Thanks to CIRAD, we understood that there would not be a dairy industry in the Sahel without powdered milk imports. And no industry would mean no local collection. The knowledge generated by research has enabled players (milk producers, animal feed producers, African and European dairy firms, consumers and regional institutions) to change how they see themselves, overcome past inertia and blockages and identify opportunities for collaboration. There are people talking now who would never have agreed to sit down together a few years ago. We have organized almost ten meetings in the past five years to encourage players to come up with new visions centring on how things could be done differently. This dialogue, which is key, hinges on the ability of researchers to calm the debate and put science back at the centre of any exchanges. In this respect, CIRAD, which bases its research on hypotheses, is the very model of a development-oriented research organization.

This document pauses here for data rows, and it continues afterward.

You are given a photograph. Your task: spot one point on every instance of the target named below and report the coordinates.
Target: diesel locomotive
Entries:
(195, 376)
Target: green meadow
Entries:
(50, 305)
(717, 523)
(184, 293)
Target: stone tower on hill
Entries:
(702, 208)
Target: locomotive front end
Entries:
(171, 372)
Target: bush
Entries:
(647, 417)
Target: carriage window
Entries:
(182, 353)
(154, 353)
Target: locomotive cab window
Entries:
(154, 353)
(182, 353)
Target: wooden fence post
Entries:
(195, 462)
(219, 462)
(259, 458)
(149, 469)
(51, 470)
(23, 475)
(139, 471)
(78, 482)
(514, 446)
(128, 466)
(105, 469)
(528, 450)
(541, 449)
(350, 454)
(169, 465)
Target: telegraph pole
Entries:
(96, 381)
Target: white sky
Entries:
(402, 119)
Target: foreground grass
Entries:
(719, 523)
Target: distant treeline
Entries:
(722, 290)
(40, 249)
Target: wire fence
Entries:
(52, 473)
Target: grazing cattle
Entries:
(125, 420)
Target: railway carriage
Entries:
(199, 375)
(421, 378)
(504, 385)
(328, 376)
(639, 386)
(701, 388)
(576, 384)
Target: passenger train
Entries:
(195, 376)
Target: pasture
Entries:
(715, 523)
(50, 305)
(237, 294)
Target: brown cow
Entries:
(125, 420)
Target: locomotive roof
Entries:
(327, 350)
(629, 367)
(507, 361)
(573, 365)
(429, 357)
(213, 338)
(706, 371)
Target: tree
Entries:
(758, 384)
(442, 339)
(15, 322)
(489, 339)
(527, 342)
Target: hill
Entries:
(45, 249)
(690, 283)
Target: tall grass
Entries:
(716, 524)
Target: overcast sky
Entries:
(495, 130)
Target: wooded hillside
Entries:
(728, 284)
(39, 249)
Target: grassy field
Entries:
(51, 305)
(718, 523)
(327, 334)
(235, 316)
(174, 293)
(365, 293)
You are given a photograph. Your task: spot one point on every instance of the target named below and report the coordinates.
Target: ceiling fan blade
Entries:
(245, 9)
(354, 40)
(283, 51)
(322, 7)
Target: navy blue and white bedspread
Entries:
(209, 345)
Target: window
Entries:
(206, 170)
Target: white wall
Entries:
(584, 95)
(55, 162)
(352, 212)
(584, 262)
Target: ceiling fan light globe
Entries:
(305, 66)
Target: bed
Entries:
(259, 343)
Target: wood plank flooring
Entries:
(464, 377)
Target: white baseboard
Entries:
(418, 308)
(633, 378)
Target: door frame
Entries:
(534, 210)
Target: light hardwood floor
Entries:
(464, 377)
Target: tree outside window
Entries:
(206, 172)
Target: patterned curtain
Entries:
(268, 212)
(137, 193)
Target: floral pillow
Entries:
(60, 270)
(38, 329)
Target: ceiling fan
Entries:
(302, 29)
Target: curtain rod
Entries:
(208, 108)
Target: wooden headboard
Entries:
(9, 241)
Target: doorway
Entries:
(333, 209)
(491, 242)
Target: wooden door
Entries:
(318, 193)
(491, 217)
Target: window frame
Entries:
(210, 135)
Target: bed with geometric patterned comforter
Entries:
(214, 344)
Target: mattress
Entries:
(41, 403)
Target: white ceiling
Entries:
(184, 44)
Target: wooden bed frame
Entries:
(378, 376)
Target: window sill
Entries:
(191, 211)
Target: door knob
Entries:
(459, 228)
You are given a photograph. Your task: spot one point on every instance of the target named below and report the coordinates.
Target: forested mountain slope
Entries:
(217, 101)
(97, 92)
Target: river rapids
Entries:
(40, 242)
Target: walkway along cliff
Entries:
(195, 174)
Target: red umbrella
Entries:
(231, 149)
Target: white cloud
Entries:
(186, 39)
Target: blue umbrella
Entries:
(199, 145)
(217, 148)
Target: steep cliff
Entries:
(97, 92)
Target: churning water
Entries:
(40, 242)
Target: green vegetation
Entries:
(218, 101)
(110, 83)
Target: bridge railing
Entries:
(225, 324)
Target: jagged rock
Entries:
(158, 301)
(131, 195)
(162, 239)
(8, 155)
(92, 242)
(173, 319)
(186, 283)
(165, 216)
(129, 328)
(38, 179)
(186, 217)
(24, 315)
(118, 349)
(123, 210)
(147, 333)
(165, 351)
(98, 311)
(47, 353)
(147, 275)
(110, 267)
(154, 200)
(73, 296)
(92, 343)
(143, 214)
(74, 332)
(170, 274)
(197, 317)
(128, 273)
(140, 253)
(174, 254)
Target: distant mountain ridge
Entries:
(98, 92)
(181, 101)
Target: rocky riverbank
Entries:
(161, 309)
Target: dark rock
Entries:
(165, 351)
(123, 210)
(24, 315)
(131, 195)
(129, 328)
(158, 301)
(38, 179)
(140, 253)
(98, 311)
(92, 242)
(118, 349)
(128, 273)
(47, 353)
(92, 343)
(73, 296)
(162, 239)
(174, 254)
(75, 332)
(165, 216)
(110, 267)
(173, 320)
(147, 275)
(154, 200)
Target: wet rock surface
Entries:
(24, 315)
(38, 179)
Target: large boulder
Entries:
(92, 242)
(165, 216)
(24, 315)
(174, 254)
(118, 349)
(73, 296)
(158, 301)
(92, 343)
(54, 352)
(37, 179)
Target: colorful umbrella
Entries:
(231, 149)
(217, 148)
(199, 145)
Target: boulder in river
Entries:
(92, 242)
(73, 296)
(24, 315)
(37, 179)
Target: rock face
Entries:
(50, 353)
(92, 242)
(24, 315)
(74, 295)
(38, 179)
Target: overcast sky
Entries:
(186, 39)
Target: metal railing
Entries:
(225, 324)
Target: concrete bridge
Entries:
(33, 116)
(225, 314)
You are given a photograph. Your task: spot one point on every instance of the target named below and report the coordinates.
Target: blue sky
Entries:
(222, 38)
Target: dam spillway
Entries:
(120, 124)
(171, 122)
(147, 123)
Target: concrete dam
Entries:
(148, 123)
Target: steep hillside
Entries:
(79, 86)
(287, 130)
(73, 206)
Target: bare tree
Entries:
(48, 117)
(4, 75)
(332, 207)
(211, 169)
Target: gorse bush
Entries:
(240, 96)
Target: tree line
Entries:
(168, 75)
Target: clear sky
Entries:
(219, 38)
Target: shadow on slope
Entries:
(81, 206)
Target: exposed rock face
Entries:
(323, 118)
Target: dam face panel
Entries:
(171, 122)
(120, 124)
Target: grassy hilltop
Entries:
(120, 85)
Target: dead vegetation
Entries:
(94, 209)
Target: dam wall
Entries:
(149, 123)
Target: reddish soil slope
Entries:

technical adviser on CARE Denmark pastoral programmes in the Sahel
Training dairy sector managers
By supervising a series of theses on the dairy sector in the Sahel and establishing training courses, CIRAD is helping to build a valuable body of knowledge and supporting dairy sector leaders. Many ex-PhD students who were co-supervised by CIRAD are now working for agricultural research organizations in West Africa, international public development aid agencies (World Bank, USAID, etc.) and the authorities.
What remains to be done? One of the priorities for our current research is to work alongside African and European dairy firms to promote “responsible” investment and exports in West Africa. To this end, in December 2020, CIRAD presented a study of the environmental and socioeconomic impacts of European powdered milk exports to West Africa to European parliament members. This work with the private sector complements our background work of supporting public policy, farmers’ organizations and development agencies. Our support of this sector, which is of key importance for the West African economies of the future, is thus growing year after year.